To find the variance,

We calculate $E({{X}^{2}})$

 E(${{X}^{2}}$) = \[\sum\limits_{i=1}^{n}{{{X}_{i}}^{2}}p({{X}_{i}})\]

E(${{X}^{2}}$) =\[{{14}^{2}}\times \dfrac{2}{15}+{{15}^{2}}\times \dfrac{1}{15}+{{16}^{2}}\times \dfrac{2}{15}+{{17}^{2}}\times \dfrac{3}{15}+{{18}^{2}}\times \dfrac{1}{15}+{{19}^{2}}\times \dfrac{2}{15}+{{20}^{2}}\times \dfrac{3}{15}+{{21}^{2}}\times \dfrac{1}{15}\]
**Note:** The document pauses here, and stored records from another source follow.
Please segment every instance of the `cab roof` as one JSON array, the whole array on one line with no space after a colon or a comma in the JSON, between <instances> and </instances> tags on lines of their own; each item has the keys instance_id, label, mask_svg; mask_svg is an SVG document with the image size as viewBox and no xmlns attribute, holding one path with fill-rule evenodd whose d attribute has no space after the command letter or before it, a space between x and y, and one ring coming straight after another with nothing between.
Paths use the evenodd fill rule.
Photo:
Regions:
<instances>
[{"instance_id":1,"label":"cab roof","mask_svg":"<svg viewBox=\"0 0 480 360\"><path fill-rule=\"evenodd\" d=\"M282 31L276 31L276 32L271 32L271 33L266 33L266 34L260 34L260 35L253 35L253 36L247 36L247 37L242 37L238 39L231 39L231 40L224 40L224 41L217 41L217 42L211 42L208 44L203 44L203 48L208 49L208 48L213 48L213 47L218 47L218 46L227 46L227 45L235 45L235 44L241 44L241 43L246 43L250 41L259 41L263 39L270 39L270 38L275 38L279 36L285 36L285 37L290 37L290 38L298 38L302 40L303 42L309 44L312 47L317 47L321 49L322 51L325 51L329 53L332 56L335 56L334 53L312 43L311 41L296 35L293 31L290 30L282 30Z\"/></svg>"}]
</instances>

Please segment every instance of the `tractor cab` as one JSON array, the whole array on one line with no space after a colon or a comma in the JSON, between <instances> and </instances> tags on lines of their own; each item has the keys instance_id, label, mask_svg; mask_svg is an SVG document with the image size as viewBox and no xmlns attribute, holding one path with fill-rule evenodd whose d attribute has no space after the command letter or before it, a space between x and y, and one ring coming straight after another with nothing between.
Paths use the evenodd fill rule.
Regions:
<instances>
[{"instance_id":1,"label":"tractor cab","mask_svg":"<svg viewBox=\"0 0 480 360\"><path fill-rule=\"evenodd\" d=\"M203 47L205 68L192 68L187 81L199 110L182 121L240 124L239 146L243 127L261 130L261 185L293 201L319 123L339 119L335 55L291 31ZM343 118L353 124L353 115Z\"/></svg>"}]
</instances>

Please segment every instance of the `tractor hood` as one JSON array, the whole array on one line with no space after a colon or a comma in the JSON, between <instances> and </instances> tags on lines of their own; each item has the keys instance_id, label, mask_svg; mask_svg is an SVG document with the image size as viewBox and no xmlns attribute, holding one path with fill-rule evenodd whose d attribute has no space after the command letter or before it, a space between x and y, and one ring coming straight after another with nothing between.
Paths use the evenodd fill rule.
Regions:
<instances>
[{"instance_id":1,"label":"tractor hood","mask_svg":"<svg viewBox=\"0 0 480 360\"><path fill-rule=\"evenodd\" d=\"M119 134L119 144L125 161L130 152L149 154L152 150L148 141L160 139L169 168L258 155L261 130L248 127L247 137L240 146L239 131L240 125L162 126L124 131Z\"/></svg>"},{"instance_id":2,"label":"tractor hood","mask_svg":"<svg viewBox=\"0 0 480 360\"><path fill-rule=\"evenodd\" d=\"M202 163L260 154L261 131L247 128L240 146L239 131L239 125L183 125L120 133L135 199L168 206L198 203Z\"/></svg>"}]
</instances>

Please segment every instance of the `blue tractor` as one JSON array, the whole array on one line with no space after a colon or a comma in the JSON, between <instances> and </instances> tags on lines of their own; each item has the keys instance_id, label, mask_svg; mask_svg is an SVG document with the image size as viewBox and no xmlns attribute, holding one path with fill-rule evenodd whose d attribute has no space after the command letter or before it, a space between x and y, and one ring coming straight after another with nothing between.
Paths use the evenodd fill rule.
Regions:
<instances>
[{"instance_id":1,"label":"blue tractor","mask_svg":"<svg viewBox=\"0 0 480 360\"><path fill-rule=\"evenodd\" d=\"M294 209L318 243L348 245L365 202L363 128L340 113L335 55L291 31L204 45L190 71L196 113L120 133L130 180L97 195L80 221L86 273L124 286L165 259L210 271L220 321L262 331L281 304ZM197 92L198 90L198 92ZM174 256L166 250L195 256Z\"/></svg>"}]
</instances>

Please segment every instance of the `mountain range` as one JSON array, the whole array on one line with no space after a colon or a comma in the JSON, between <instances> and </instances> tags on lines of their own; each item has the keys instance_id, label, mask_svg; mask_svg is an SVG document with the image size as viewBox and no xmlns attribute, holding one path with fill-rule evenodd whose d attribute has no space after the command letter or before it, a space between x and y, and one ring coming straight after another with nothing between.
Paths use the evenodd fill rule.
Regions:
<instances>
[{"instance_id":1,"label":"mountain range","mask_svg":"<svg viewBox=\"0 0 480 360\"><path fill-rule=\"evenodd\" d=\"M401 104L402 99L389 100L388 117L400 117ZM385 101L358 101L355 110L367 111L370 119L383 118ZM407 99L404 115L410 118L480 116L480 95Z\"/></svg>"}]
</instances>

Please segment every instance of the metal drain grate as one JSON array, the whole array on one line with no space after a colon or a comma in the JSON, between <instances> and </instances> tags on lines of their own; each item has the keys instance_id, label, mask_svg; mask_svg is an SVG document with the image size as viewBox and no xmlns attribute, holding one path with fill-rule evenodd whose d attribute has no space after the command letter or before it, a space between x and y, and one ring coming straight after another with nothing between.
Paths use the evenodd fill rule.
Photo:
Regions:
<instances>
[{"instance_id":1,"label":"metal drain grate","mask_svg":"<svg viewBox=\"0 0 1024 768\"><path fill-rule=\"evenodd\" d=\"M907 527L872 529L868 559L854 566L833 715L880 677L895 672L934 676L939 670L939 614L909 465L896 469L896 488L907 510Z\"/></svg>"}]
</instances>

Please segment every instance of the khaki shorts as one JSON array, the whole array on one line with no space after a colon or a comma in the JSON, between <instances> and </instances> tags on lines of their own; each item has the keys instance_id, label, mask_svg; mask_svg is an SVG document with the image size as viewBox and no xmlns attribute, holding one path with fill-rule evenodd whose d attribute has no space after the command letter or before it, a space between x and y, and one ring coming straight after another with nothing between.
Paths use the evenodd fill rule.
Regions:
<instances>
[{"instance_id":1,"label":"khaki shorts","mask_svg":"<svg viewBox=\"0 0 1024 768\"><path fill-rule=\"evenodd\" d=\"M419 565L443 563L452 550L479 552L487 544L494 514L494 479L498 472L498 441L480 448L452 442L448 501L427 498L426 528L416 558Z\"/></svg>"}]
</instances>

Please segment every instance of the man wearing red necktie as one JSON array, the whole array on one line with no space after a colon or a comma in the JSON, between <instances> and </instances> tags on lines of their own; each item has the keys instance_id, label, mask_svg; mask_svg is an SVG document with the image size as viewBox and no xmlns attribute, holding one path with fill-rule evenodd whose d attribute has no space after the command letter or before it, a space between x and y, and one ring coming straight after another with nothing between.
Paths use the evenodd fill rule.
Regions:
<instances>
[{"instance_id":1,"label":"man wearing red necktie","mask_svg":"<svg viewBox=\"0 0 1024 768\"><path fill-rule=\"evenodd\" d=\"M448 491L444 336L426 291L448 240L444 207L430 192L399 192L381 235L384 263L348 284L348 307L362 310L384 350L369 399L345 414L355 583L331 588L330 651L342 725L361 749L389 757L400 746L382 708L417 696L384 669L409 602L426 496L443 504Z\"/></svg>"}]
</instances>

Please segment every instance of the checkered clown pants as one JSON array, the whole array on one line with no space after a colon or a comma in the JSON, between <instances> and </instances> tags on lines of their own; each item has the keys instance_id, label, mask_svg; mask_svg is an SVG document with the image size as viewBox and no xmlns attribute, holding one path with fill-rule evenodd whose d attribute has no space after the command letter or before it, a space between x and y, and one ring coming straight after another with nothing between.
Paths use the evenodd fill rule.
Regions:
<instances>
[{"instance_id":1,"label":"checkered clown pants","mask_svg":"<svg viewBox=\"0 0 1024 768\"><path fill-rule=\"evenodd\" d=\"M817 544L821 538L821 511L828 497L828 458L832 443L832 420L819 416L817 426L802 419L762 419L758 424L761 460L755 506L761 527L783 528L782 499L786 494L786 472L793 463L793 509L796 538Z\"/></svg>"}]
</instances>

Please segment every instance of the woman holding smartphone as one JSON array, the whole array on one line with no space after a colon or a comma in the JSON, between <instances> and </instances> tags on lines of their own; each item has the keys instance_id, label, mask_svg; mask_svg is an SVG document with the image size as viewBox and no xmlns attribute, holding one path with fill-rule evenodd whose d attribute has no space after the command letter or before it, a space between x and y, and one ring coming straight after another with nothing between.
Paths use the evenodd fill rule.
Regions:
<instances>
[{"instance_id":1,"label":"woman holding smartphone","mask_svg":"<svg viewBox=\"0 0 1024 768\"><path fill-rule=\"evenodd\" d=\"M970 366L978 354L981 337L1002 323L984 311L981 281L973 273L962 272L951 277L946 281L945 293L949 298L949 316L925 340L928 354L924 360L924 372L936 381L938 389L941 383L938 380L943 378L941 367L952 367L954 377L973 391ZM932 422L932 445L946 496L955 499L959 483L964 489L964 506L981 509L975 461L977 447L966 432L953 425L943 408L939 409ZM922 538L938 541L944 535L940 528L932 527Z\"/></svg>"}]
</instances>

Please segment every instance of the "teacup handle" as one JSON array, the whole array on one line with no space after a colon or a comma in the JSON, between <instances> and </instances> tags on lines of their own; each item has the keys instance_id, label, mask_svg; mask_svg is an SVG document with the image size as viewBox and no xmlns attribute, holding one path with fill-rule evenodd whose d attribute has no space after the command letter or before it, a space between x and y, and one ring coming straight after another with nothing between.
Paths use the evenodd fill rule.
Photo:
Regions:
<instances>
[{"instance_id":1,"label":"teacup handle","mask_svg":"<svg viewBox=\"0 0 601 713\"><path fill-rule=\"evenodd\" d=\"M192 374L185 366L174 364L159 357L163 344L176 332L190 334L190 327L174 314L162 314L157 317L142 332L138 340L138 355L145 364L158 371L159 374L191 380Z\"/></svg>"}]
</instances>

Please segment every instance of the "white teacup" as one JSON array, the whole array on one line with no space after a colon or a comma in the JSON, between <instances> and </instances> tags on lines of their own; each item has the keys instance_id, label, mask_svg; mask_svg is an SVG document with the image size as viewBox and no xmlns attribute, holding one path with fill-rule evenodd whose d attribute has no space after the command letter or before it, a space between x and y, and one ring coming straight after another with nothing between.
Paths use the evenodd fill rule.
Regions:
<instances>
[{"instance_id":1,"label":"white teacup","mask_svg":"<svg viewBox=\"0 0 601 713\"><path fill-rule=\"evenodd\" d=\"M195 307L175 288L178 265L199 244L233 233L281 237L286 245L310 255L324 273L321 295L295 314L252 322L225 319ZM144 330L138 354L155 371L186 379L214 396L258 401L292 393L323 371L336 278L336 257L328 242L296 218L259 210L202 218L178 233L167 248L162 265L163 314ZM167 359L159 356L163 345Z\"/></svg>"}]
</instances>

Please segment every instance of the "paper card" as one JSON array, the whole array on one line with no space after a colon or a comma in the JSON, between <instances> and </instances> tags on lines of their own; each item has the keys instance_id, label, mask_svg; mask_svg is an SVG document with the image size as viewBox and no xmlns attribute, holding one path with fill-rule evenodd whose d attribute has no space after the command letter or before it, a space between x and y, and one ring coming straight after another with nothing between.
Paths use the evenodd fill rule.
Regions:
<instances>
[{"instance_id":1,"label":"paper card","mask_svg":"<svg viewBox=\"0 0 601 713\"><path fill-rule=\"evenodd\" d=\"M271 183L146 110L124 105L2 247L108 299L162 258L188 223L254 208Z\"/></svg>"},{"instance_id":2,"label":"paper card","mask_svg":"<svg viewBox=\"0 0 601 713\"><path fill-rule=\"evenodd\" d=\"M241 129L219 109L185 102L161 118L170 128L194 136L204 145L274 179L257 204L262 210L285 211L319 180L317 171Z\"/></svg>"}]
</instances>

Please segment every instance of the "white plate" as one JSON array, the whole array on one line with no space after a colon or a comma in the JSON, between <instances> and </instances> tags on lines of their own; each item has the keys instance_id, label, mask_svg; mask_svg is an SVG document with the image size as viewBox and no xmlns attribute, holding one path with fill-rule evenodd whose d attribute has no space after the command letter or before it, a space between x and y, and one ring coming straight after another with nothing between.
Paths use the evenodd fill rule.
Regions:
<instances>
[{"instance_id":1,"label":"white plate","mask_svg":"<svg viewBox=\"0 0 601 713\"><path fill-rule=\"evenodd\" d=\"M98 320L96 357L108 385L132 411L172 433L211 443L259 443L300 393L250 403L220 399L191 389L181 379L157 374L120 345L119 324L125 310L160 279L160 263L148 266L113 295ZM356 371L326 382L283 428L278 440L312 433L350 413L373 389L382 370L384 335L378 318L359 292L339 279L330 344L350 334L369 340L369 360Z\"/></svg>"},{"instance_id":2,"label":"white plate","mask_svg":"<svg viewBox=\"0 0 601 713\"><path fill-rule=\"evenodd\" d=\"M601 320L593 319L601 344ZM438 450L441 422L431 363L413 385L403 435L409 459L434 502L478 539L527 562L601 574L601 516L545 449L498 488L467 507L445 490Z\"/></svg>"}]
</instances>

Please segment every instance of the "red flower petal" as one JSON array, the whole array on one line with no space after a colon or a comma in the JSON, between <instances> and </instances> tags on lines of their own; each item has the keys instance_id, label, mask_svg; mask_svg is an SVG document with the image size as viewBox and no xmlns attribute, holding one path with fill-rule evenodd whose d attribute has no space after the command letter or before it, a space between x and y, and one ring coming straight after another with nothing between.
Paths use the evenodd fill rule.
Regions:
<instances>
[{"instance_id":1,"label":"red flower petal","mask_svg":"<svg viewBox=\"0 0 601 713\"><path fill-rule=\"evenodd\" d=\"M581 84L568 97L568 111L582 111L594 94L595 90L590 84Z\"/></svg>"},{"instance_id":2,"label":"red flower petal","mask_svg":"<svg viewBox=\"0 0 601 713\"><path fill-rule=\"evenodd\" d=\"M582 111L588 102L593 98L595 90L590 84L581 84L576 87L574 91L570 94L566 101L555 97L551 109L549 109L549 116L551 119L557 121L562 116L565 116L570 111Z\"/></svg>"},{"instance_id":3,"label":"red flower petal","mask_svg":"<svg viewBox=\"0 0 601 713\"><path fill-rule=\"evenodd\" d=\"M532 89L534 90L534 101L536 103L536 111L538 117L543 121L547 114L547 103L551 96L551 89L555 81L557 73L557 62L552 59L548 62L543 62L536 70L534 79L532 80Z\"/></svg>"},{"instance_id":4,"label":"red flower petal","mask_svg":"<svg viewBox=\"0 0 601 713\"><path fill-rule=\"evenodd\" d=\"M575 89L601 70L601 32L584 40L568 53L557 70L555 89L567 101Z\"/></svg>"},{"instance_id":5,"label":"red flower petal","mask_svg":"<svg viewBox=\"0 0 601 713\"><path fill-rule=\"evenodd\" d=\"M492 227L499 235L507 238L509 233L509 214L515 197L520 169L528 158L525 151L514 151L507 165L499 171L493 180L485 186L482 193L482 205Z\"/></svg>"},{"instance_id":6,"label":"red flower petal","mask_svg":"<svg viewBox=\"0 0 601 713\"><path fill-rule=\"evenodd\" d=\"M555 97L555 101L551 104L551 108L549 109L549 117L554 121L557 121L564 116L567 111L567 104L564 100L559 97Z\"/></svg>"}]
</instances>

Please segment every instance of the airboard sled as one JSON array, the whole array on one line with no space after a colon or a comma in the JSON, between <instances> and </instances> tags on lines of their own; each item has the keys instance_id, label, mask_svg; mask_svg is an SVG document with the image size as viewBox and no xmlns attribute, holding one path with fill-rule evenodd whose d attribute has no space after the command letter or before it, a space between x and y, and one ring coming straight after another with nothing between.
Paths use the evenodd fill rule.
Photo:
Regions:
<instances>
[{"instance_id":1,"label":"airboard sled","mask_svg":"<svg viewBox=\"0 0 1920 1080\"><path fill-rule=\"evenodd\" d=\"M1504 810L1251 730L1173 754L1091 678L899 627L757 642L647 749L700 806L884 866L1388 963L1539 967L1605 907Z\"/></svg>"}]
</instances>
E(${{X}^{2}}$) = $\dfrac{4683}{15}$

= 312.2

Now, the variance = $E({{X}^{2}})-{{(E(X))}^{2}}$

Variance = (312.2) -${{17.53}^{2}}$

(Since, mean = E(X) = 17.53)

Variance = 4.78 (approximately)

Now, standard deviation = \[\sqrt{\text{Variance}}\]=$\sqrt{4.78}$=2.186

Note: To calculate the probability of the event in case of discrete number of distribution, we simply calculate the desired frequency of the event and then divide it by the total number of outcomes. Variance can also be calculated by the formula $\dfrac{\sum\limits_{i=1}^{n}{{{({{X}_{i}}-\bar{X})}^{2}}}}{n}$. Here, n is the number of total outcomes and $\bar{X}$is the mean.